Developing new providers

David F. Barrero <david DOT barrero AT rediris DOT es>

Introduction

In some cases you will need to use Searchy with some information support that Searchy cannot deal with, for example some data base, or you will want to implement some specific information retrieval algorithm. In those cases you will have to develop a custom provider.

Searchy has been designed to be quite flexible, and new providers may be easily developed. You will not need to deal with SOAP details and other nasty stuff, you will deal just with your algorithm, with your business logic and all the things you like to deal with (at least I hope you like them ;-)).

A provider may perform any task you want, there is only one limitation: is receives a query encapsulated in a Dublin Core element (see the Quick Uses's Guide to see a complete list of DC elements) and it must return its results also in Dublin Core. Do not worry about it, this stuff is done in two or three lines of code. Well, actually another limitation is that it have to be implemented in Java, but I do not thing it is a great problem. In a future new providers may be implemented in Python and other languages with a Java wrapper.

A provider may access any information support, using any retrieval algorithm, using any technology. The range of potential applications is huge, just use your imagination!.

Let's go on...

The develop of a new provider is as easy as implement a Java interface, and a simple one.

A provider must perform at least two tasks, initialise itself with the config info given by the Searchy core, and attend queries. Those tasks are done thought the two methods in the Provider interface.

The provider will be created only one time when Searchy is starting, and Searchy will create as many instances of the provider as defined in the config file. Each time a request is received it launches the query in a thread, but you do not have to worry about it.
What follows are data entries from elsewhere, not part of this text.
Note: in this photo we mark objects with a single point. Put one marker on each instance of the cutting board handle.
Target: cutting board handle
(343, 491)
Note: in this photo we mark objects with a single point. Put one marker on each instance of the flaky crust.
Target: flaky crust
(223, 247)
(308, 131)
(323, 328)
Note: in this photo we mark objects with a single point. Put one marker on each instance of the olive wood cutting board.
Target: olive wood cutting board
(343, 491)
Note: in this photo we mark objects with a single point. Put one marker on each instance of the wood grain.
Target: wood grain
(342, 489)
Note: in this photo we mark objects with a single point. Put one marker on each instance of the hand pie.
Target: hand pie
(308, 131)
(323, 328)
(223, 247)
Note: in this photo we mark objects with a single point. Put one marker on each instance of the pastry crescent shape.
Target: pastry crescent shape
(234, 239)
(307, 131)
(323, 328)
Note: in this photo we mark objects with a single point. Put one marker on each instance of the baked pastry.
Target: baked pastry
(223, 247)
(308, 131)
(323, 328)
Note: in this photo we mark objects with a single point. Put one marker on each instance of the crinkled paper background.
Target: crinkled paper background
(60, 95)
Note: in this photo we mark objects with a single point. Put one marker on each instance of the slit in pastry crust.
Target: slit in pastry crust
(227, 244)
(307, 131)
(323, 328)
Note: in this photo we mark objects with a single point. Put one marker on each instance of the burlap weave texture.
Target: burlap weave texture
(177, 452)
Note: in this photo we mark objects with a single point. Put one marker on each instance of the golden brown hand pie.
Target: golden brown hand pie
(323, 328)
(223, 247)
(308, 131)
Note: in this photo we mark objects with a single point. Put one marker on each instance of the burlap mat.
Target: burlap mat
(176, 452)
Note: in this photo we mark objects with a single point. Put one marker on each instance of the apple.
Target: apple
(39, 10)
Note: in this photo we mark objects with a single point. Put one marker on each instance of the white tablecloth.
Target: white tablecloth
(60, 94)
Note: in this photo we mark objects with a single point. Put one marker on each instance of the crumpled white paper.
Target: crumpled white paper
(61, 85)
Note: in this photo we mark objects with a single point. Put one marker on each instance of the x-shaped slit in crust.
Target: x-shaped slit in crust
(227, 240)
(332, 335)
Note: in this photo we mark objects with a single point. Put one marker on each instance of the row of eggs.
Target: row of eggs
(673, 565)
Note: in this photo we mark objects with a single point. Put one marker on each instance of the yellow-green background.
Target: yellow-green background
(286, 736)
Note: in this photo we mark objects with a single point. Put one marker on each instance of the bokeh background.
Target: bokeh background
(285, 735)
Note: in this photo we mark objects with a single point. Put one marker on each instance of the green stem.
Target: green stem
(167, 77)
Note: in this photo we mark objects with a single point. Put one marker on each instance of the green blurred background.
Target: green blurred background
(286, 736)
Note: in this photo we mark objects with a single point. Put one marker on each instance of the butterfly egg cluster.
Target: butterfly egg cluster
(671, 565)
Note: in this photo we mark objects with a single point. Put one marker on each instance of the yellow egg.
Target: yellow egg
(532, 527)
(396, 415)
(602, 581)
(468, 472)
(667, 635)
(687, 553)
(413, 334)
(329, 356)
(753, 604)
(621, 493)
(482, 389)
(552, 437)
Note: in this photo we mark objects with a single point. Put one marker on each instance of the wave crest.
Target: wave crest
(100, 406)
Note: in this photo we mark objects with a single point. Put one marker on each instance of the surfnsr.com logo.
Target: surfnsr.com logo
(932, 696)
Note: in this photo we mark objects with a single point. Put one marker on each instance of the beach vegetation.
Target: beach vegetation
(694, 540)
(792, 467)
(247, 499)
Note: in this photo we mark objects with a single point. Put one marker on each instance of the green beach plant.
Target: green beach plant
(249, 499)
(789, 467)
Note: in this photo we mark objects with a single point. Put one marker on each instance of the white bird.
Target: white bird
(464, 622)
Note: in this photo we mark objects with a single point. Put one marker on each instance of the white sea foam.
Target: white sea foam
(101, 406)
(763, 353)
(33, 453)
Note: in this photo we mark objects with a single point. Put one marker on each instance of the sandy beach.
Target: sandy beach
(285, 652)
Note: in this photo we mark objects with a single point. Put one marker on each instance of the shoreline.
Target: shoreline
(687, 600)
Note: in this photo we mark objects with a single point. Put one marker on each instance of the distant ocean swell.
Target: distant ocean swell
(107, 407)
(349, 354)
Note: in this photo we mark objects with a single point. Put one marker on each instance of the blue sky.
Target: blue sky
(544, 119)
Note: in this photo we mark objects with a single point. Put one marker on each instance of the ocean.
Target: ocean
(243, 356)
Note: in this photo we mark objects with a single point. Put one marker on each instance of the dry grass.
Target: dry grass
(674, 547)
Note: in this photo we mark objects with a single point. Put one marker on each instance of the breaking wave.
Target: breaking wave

You can prepare your class to be a Searchy class with only four simple steps:

  1. Import the required classes and interface.

    import es.rediris.searchy.engine.map.*; 
    import es.rediris.searchy.dc.*;  
    import es.rediris.searchy.engine.provider.*;
  2. Implement in your class declaration the interface ``es.rediris.searchy.engine.provider.Provider''.
  3. Implement method

    public void setConfig(ProviderConfig)
    This method is called when Searchy initialises the providers and is used to set the configuration of the provider. All the provider init stuff should be placed here. If you prefere, it might also be placed in the class constructor, but you will not have the config info of agent.xml, so, we strongly suggest using setConfig instead of the constructor for initialisation stuff.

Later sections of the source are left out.